You’re apt to spend less money when you shop last minute. It’s easier to lose track of spending when you’re doing it in smaller chunks over the course of several weeks or months. You’re also more likely to succumb to making unplanned last minute purchases as Christmas nears.

By contrast, when you wait until the last minute to do all of your shopping, you have a clearer sense of how much money you’re doling out. You’re more likely to rein in the spending if you see it going overboard. You can’t make unplanned last minute purchases because you’re out of time.

(Here’s an article I found that supports the theory that last-minute shoppers spend less: http://www.cio.com/article/2863173/online-marketing/why-last-minute-holiday-shoppers-are-worth-less-to-you.html)

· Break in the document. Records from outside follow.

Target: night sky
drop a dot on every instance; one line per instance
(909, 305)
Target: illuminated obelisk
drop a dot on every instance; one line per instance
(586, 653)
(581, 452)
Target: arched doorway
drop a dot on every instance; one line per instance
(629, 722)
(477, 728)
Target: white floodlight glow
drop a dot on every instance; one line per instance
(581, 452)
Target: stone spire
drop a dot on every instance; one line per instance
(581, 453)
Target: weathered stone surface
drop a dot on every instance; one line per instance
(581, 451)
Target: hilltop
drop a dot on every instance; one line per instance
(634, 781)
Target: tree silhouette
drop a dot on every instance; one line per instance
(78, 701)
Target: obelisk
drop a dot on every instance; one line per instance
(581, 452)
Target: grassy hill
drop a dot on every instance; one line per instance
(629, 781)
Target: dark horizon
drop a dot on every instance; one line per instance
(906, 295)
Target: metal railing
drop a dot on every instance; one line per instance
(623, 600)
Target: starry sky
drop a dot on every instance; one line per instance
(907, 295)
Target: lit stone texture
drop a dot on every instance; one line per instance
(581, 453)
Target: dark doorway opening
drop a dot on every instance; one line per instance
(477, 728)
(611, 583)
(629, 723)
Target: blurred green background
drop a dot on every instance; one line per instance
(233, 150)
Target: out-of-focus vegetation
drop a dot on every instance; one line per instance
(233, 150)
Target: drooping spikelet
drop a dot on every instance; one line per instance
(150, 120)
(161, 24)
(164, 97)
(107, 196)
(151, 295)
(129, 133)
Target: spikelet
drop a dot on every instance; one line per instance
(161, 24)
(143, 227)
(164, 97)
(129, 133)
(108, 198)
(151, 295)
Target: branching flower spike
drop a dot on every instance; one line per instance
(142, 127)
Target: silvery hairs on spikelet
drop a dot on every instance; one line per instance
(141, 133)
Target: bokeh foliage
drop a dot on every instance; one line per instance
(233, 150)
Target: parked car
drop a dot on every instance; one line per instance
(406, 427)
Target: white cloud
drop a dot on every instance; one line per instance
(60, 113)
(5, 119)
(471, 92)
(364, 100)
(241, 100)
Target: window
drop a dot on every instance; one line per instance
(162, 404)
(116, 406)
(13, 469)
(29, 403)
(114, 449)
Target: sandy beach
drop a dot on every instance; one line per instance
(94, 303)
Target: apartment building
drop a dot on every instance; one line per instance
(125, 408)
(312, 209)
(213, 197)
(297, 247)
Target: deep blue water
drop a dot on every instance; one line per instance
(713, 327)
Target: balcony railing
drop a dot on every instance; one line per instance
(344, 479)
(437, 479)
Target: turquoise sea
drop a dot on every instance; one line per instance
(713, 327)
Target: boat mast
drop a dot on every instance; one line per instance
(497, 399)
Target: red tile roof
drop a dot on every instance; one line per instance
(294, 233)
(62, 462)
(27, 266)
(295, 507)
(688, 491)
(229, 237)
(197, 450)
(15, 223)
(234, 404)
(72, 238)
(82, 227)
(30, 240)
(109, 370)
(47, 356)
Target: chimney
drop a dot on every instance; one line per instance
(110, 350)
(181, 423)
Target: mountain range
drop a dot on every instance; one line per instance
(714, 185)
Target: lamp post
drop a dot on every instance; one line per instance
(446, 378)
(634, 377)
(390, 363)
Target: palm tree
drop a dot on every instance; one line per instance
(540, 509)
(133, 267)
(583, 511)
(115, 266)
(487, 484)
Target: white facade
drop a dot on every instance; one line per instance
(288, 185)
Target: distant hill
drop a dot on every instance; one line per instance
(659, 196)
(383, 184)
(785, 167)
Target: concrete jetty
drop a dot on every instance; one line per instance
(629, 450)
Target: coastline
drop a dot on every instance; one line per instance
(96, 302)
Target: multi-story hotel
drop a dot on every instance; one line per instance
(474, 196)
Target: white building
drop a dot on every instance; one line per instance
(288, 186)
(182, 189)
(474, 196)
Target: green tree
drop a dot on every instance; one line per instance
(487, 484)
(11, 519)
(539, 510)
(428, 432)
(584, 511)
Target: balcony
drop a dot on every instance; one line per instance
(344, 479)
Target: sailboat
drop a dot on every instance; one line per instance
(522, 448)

Last minute shopping frees you up to enjoy the fun parts of Christmas. These might include trimming the tree, holiday lights, and gathering with family (well, not everyone finds this last part fun); watching movies like It’s a Wonderful Life; Charlie Brown’s Christmas, which turned 50 this year; seeing the delight on little one’s faces when they open their gifts from Santa; and listening to Bing Crosby’s White Christmas over and over because it reminds you of your grandmother, the one who wrote the checks.

Let us also remember the true meaning of Christmas, often forgotten in the buying frenzy: Jesus’s birthday. We can honor His spirit by spreading peace, love, and good will this holiday season. None of this costs a dime, but it’s needed far more in this world than the latest gadget.


Merry Christmas!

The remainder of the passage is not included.